The places crucial to the story are there, but important Army bases like Gloucester and Exeter and Caerleon are invisible. Major towns like Silchester and Verulamium don’t seem to exist. And there’s not a road in sight. Leaving them out may have suggested that the story took place in a few key spots surrounded by vast tracts of emptiness, but at least no-one could complain that it was cluttered.
David Mattingley makes a telling point in ‘An Imperial Possession - Britain in the Roman Empire’ - a book I’ve just finished and found very thought-provoking. Observing the map-makers’ priorities, he points out that the Ordnance Survey Map of Roman Britain is precisely that - a map of the Roman-style constructions found in Britain. He says, “In areas where Roman site ‘types’ are uncommon (notably… Cornwall, Wales and northern Britain), the maps appear empty apart from Roman military installations standing guard over large capital letters denoting ‘tribal’ names… what is omitted from such maps is the settlement evidence relating to the vast majority of the population.”

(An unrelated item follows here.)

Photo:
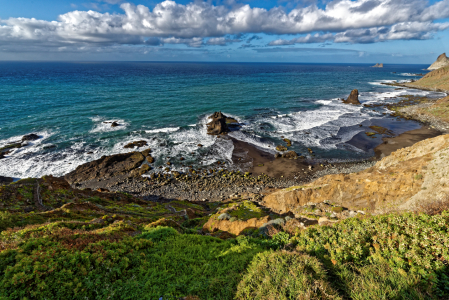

This isn’t a criticism. There just isn’t room for everything. Choices must be made. Don’t you think, though, that the Ordnance Survey’s choices would have gone down awfully well in Rome? Britannia without all those pesky barbarian round houses, brochs* and disused hillforts messing it up. Mission accomplished!
*brochs are those forbidding-looking ancient stone towers found mostly (only?) in Scotland.